A Nature Inspired Firefly Heuristic Approach On Optimization Of Multi Objective Job Shop Scheduling Problems
Due to rapid increase in modernization and globalization in today’s economy, every manufacturing industry faces
great challenges to minimize their manufacturing cost and to sustain in the competitive market. Scheduling is the earmarking
of resources over time to effectuate an agglomeration of tasks ordained in any field of engineering and non engineering. Job
shop scheduling problem is the most labyrinthine and paradigmatic problem of all kinds of production scheduling problems.
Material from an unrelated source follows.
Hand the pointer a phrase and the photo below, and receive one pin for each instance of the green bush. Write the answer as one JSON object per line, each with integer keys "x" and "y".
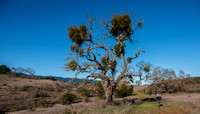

Preponderance of JSSP is buttoned down into non deterministic (NP) hard problem because of its complexity and
entanglement. Scheduling are generally elucidated by using heuristics to obtain optimal or near optimal solutions because
problems found in practical applications cannot be fathomed to optimality using available resources in many cases. Many
researchers attempted to iron out the problem by applying various optimization techniques. While using traditional methods
they observed huge impasse in deciphering high complex problems and meta-heuristic algorithms were proved most
efficacious algorithms to solve various JSSP so far. The objective of this paper i) to bestow a newly developed meta heuristic
called Firefly algorithm (FA) because of inspiration on Firefly and its characteristic. ii) To treasure out the combined objective
function by determining optimal make span, mean flow time and tardiness of different size problems using two Bagchi Job
Shop Scheduling Problems ( JSP-1 and JSP – 2) and iii) to prove that the proposed FFA algorithm is a gratifying problem
solving technique for JSSP with multi criteria.